Sennitt explained that there might be “less of an opportunity for a rebound” in countries such as these, therefore he expects to see more of a “growth bump” in the countries that struggled to manage the pandemic as well as China and others.

“What that has meant is that we have rotated a bit of money into some of those south-east Asian markets and into India as well as we've seen a bit of a opportunity there,” he added.

This shift from north into more south-eastern Asian markets also involves a sectoral rotation, as the north is more growth biased with IT and e-commerce companies and the south has more cyclical plays, such as financials.

This was a conscious decision to move out of some of the more “expensive areas”, reducing exposure to internet platforms and “rotating the portfolio a little bit more towards some of those things which have lagged”, Sennitt explained.

This is partly due to the divergence of both valuation and performance over the past year, where just a few companies generated the majority of returns, according to Barkhordar.

He said: “You can lose quite a bit of nuance and looking at just the aggregate numbers and talking about markets as a whole.

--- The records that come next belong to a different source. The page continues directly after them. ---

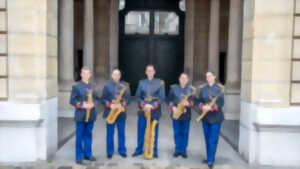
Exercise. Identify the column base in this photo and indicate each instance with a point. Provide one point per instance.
(232, 106)
(28, 132)
(270, 136)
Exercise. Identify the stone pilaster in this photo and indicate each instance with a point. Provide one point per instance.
(233, 75)
(66, 39)
(29, 117)
(88, 49)
(214, 29)
(114, 34)
(189, 38)
(268, 124)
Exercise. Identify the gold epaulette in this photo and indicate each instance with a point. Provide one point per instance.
(194, 89)
(221, 86)
(173, 85)
(202, 85)
(125, 83)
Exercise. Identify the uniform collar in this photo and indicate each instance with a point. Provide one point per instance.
(85, 83)
(211, 86)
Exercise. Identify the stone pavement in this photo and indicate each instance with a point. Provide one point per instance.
(226, 157)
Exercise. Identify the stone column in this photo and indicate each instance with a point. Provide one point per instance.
(189, 38)
(233, 74)
(88, 49)
(66, 39)
(213, 51)
(114, 34)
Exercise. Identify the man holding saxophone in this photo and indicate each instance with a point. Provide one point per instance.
(115, 97)
(211, 102)
(150, 96)
(83, 98)
(180, 102)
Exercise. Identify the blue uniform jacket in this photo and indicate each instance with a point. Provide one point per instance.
(110, 91)
(206, 94)
(78, 96)
(176, 94)
(155, 89)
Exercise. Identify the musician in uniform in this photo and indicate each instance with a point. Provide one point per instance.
(85, 115)
(110, 92)
(150, 95)
(181, 125)
(212, 121)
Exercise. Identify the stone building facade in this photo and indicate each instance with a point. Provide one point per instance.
(39, 40)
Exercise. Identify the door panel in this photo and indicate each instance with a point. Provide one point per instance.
(165, 52)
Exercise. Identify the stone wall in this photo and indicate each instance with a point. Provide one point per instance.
(102, 29)
(28, 117)
(269, 125)
(201, 23)
(295, 73)
(3, 51)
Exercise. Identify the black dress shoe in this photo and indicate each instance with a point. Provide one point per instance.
(91, 159)
(79, 162)
(184, 155)
(136, 154)
(123, 155)
(176, 154)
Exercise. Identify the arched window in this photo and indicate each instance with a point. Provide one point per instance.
(121, 4)
(182, 5)
(137, 22)
(166, 23)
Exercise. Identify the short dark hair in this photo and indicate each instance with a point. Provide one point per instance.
(150, 65)
(183, 73)
(116, 69)
(85, 68)
(210, 71)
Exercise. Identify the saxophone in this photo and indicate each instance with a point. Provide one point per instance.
(149, 137)
(114, 113)
(211, 103)
(181, 109)
(89, 101)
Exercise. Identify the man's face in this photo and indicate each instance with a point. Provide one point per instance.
(183, 79)
(116, 75)
(210, 77)
(150, 72)
(85, 75)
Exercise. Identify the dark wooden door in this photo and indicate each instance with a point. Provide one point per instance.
(164, 50)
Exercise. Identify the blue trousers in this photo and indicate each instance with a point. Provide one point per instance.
(181, 135)
(142, 122)
(211, 134)
(84, 132)
(110, 130)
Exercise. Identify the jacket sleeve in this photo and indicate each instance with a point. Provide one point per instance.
(96, 97)
(170, 97)
(127, 96)
(138, 95)
(105, 96)
(162, 95)
(220, 102)
(74, 98)
(199, 99)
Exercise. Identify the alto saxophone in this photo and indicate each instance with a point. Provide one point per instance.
(181, 109)
(114, 113)
(211, 103)
(89, 101)
(149, 137)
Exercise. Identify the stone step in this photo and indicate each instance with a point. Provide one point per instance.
(119, 166)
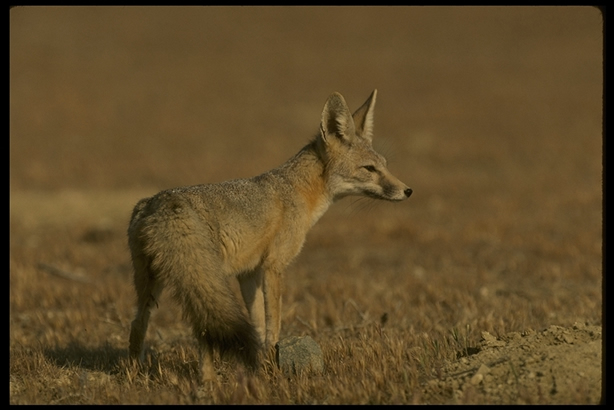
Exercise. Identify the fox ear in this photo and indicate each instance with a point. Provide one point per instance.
(363, 117)
(337, 122)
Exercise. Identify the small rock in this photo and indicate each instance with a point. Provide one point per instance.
(483, 370)
(477, 379)
(299, 354)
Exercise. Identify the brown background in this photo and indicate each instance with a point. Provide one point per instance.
(492, 115)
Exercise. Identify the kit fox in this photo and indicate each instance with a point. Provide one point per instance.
(194, 239)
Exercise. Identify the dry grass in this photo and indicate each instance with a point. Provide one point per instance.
(492, 116)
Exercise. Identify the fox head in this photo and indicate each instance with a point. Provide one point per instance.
(351, 165)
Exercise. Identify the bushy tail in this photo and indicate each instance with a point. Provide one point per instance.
(184, 256)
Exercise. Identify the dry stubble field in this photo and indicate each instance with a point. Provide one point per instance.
(484, 287)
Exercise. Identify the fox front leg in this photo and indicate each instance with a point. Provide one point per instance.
(272, 306)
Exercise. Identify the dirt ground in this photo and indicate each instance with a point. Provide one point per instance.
(492, 115)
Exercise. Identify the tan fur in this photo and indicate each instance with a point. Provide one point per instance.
(195, 239)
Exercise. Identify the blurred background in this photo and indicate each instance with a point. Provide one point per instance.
(125, 97)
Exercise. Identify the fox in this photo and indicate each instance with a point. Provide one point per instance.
(195, 239)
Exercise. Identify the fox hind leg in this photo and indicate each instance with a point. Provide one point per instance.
(148, 290)
(251, 290)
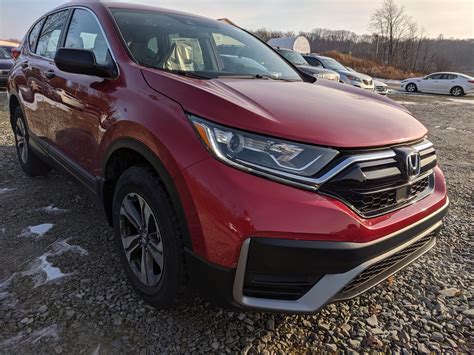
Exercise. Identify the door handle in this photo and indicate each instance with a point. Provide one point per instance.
(50, 74)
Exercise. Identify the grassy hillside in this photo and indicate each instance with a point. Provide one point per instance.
(370, 67)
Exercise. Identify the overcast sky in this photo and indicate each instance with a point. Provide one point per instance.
(452, 18)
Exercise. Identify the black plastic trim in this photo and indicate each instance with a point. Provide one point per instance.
(272, 256)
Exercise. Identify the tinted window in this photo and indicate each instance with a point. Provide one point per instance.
(51, 34)
(176, 42)
(33, 37)
(85, 33)
(4, 54)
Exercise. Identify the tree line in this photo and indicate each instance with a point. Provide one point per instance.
(396, 40)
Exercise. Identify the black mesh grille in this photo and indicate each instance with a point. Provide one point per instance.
(373, 188)
(378, 268)
(376, 202)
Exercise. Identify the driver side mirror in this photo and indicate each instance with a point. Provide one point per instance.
(82, 61)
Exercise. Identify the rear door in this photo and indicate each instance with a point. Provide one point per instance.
(85, 101)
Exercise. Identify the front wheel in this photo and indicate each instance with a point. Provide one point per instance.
(148, 238)
(411, 88)
(29, 161)
(457, 91)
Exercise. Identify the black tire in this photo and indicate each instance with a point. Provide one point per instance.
(411, 87)
(457, 91)
(31, 164)
(143, 182)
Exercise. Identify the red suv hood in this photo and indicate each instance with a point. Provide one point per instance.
(327, 113)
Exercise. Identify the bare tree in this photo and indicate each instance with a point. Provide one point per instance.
(391, 24)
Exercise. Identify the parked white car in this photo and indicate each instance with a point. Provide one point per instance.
(456, 84)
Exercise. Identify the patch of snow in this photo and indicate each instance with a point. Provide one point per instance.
(407, 103)
(22, 338)
(7, 301)
(42, 271)
(96, 350)
(6, 189)
(53, 210)
(36, 231)
(62, 246)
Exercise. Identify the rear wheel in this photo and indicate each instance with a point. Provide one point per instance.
(148, 237)
(29, 161)
(457, 91)
(411, 88)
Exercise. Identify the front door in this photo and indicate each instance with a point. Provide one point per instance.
(85, 100)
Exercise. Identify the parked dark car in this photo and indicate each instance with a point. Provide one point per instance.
(247, 183)
(6, 62)
(297, 60)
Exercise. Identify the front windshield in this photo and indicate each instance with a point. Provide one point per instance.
(4, 54)
(332, 64)
(293, 57)
(193, 45)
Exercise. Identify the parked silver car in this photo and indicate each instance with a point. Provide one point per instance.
(346, 76)
(456, 84)
(297, 60)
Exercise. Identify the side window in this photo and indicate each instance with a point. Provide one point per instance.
(48, 41)
(85, 33)
(152, 45)
(33, 36)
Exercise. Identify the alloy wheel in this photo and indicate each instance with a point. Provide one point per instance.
(21, 142)
(141, 239)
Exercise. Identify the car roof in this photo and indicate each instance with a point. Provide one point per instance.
(122, 5)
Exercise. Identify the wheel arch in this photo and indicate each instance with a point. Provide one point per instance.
(126, 152)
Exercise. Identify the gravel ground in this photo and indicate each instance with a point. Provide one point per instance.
(62, 288)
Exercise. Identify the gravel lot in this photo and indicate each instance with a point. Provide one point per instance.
(86, 305)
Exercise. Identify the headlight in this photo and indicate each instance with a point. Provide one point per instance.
(353, 78)
(267, 156)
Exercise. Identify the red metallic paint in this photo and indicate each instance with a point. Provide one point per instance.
(233, 205)
(298, 111)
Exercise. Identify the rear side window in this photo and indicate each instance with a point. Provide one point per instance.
(51, 34)
(85, 33)
(34, 34)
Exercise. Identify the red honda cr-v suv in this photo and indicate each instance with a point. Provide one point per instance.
(219, 165)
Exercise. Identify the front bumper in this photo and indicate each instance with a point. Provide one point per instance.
(300, 276)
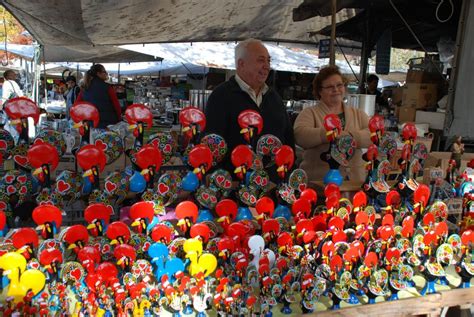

“Something that's really struck us in the last year has been that divergence, whether it's sectorial or geographically. It does mean that you might have to work a bit harder for returns going forward and rotate into those areas which have lagged. But we do think the market is missing a recovery [there].”

Two of those areas the managers have focused on are banks and real estate.

Looking first at banks and these have been “a pretty difficult area over the last couple of years”, Sennitt said. But banks are trading on distressed multiples, he still sees them as an investment opportunity.

He said: “We think that the outlook for credit costs has the potential to surprise on the upside there, so we have added a little bit into some of those names.”

Sennitt clarified that they were not just “buying things at a value for value sake”.

“There has to be a sort of if you'd like a rationale for buying something that’s cheap,” he said. “And the feeling has been that some of these concerns over the squeeze in margins and increase in in credit costs that have come through from Covid are perhaps a little bit overdone and therefore on that basis there's scope for these stocks to actually start to rerate up a little bit as things start to recover.”

Moving onto real estate and Sennitt said it was more of a focus on commercial real estate companies.

He said: “They're very cheap against their sort of NAV [net asset value] but they're also benefiting from [the ongoing growth in some of their portfolios and some are thinking about growth into China and so on which, we think is a positive.”

Over the past five years the Schroder Asian Alpha Plus fund has made a total return of 141.68 per cent, outperforming both its benchmark and sector peers.

Performance of fund vs sector and benchmark over 5yrs

 

Source: FE Analytics

The fund has an ongoing charges figure of 0.92 per cent.